Speaking at the IMN UK & Irish Pension and Investing Summit in Dublin yesterday, Brian Tijan, director of the life finance group at Credit Suisse, said completed deals have so far been based in the UK, and the firm is now working on a third deal which is expected to be completed by the end of the year.
Credit Suisse was the counterparty in the deal arranged by Babcock International to hedge the longevity of three of its pension schemes. Two of the deals have been completed - for the Devonport Royal Dockyard scheme and the Rosyth Royal Dockyard scheme - while the longevity hedging of the Babcock International Group Pension Scheme is still under discussion. (See earlier IPE article: Babcock edges closer to completing longevity deals)
Moreover, while only three deals have been completed in the UK longevity market this year - the two Babcock schemes and one for Royal & SunAlliance - Tijan said there is a "pretty decent pipeline of business" in this sector and the expectation is that the market as a whole could complete five or six longevity deals in 2010.

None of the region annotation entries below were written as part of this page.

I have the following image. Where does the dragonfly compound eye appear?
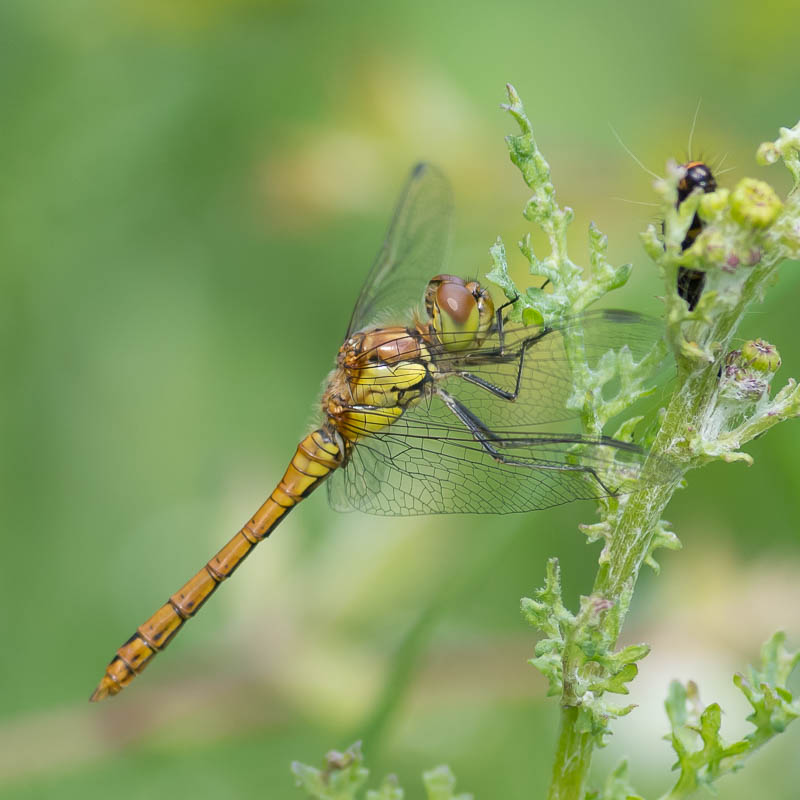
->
[425,275,491,350]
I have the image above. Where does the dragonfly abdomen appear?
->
[90,428,343,701]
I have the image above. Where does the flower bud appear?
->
[698,189,731,219]
[740,339,781,373]
[731,178,783,228]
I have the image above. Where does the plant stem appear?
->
[547,706,593,800]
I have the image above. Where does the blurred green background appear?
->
[0,0,800,800]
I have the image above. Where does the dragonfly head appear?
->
[425,275,494,350]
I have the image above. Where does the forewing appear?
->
[428,310,664,429]
[329,396,669,516]
[347,164,453,337]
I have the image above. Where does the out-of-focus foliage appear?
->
[0,0,800,800]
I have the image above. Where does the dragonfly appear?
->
[90,164,664,701]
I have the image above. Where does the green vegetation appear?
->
[295,86,800,800]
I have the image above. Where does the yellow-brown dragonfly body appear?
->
[91,165,660,700]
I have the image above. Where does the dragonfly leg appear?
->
[456,324,551,401]
[437,389,616,495]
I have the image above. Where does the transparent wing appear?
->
[328,396,676,516]
[346,164,453,338]
[436,310,664,428]
[346,310,664,428]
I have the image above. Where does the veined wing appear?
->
[345,164,453,338]
[346,310,664,429]
[327,395,676,515]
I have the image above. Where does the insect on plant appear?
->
[91,164,672,700]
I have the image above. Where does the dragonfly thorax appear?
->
[422,275,494,351]
[322,326,434,443]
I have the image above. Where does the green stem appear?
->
[548,368,716,800]
[547,706,593,800]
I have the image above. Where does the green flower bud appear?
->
[699,189,731,219]
[756,142,781,167]
[731,178,783,228]
[741,339,781,373]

He pointed out that the whole process takes a pension fund approximately a year to complete, from the initial discussion to concluding the transaction, so those pension funds expected to move forward with deals next year had already begun to look at the issue in 2008 or earlier this year.
"We expect there to be twice as many deals in 2010 as 2009. We are starting to see deals happen now where the pricing is right".
He acknowledged that some pension funds have concerns regarding the lack of tangible assets in which they can invest, but said Credit Suisse is working closely with advisers to make sure they understand the market and so pension schemes can feel confident about their trust in a third party.
Andrew Reid, from Credit Suisse, also highlighted growth in the company's pipeline business for liability hedging. He revealed 70 pensions schemes have provided the firm with data for pricing and said while "most are dipping their toe in, we would expect half a dozen or more to take it forward in the next year, with most of this business being "heavily consultant-led".